Valori spirituali, la bellezza dell’universo “creato”, ma anche valori economici, come si è detto, anche se l’uomo ha inquinato da sempre, distrutto foreste, sporcato i mari ed i fiumi, quasi che sentendo “sua” la natura potesse usarne ed abusarne, diversamente da quanto farebbe un buon proprietario che dei beni ricevuti in eredità, nel caso da Dio, cura la manutenzione perché non si disperdano.

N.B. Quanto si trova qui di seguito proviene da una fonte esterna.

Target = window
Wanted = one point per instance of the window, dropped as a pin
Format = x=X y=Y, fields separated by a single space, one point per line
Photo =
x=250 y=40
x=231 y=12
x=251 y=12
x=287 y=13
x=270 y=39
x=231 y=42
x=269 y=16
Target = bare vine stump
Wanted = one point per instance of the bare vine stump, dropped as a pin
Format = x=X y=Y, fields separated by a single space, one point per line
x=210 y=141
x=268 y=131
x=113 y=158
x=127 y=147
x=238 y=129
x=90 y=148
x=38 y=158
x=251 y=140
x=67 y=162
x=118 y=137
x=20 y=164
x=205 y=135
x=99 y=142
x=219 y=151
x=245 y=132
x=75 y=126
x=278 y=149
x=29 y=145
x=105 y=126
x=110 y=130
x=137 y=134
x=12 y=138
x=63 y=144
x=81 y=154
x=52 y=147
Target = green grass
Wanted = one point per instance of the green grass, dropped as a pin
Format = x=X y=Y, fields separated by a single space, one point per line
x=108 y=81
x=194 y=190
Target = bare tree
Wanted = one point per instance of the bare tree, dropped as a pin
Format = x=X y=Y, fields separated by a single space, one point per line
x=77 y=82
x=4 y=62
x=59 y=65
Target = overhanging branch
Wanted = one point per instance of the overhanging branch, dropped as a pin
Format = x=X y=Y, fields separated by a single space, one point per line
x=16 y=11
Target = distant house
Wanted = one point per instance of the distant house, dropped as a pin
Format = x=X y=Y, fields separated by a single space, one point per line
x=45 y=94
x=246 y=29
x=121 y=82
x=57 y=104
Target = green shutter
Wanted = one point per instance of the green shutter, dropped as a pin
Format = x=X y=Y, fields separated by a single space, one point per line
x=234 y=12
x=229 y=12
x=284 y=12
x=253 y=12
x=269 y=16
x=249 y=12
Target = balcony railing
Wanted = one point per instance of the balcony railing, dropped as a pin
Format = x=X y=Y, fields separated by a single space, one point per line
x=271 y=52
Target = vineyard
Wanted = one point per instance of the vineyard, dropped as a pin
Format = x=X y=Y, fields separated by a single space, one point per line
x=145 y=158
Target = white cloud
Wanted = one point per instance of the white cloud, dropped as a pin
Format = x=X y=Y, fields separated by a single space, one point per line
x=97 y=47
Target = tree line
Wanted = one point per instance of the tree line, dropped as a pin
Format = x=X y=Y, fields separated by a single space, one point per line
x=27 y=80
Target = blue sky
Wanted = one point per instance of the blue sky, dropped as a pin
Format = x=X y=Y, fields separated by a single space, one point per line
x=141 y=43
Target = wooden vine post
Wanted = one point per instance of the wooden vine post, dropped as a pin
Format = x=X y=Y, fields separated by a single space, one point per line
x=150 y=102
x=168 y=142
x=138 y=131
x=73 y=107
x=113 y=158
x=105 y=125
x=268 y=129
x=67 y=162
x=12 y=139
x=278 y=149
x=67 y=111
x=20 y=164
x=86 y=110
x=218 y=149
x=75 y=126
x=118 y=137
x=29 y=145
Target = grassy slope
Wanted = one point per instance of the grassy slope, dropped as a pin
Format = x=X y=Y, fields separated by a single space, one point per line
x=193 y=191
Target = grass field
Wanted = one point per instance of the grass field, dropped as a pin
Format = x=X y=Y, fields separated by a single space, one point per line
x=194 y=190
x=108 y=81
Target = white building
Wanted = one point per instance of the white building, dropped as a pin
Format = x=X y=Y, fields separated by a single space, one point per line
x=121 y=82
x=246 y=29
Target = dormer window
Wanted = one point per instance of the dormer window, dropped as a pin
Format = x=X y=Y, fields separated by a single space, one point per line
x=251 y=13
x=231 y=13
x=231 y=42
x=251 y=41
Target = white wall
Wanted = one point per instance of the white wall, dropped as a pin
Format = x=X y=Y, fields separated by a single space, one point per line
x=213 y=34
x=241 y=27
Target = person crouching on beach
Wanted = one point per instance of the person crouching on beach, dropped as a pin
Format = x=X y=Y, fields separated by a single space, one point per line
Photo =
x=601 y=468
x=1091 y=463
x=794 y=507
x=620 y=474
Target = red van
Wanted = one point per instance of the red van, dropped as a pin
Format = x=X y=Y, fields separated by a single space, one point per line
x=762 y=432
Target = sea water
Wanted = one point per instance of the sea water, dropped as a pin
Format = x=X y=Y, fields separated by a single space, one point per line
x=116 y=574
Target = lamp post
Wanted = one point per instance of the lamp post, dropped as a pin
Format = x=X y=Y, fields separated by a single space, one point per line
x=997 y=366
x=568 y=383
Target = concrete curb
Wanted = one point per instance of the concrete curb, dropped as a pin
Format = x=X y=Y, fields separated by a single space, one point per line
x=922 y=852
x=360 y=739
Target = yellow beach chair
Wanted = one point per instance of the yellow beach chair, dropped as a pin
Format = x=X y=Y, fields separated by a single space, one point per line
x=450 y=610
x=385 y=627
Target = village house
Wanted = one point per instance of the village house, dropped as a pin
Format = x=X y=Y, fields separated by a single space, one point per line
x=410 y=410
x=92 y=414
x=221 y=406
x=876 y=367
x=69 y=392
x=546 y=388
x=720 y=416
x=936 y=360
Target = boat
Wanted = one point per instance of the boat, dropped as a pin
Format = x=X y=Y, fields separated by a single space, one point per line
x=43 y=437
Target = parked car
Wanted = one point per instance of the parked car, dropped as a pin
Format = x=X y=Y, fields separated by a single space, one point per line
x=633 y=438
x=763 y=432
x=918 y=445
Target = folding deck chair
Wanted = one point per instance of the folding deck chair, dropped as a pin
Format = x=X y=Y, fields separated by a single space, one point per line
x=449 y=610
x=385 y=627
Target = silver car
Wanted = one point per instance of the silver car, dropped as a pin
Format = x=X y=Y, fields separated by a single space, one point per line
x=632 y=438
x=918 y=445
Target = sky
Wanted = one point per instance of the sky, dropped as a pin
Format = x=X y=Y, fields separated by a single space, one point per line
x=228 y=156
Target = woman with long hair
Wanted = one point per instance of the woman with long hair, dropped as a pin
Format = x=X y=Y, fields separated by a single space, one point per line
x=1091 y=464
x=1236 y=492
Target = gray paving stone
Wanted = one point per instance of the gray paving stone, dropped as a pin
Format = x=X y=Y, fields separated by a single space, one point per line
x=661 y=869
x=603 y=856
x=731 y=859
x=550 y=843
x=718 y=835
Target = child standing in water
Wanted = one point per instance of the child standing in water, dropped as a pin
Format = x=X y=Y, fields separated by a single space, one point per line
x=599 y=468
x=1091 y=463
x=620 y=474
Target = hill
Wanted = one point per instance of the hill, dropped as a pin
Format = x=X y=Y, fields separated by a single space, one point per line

Non è solo il singolo a trascurare e spesso a vilipendere l’ambiente. Ci pensano le varie mafie che usurpano i diritti della comunità disperdendo rifiuti pericolosi, incidendo e inquinando le falde freatiche in un Paese ricco di acque che troviamo sulle tavole più lontane dal Bel Paese.
La classe politica non ha avuto la capacità di capire il senso della risorsa ambiente, come dimostra anche la grave trascuratezza che caratterizza l’Italia in materia di turismo, la nostra più grande e unica risorsa, che se vi si dedicasse la dovuta cura potrebbe invertire il ciclo negativo dell’economia nazionale.
Ho detto e scritto più volte che mi auguro venga il tempo in cui chi si occupa di ambiente e di beni culturali riceva nel nostro Paese la stessa considerazione che in Arabia Saudita è riservata al Ministro del petrolio. Niente da fare. Non c’è risposta adeguata, non c’è capacità di immaginare un modello di sviluppo che ponga al centro la nostra grande risorsa, quel patrimonio storico artistico che il mondo c’invidia e che è la ragione del nostro turismo. Un turismo culturale e religioso, come dimostra proprio l’Umbria dove Papa Francesco di è recato ad onorare il Poverello di Assisi. Turismo che non significa solo visita dei luoghi dell’arte e della fede, perché le chiese e le cattedrali sono spesso autentici musei, ma valorizzazione del made in Italy dell’artigianato, dell’enogastronomia, sicché il turista diventa un potentissimo ambasciatore dell’Italia nel mondo.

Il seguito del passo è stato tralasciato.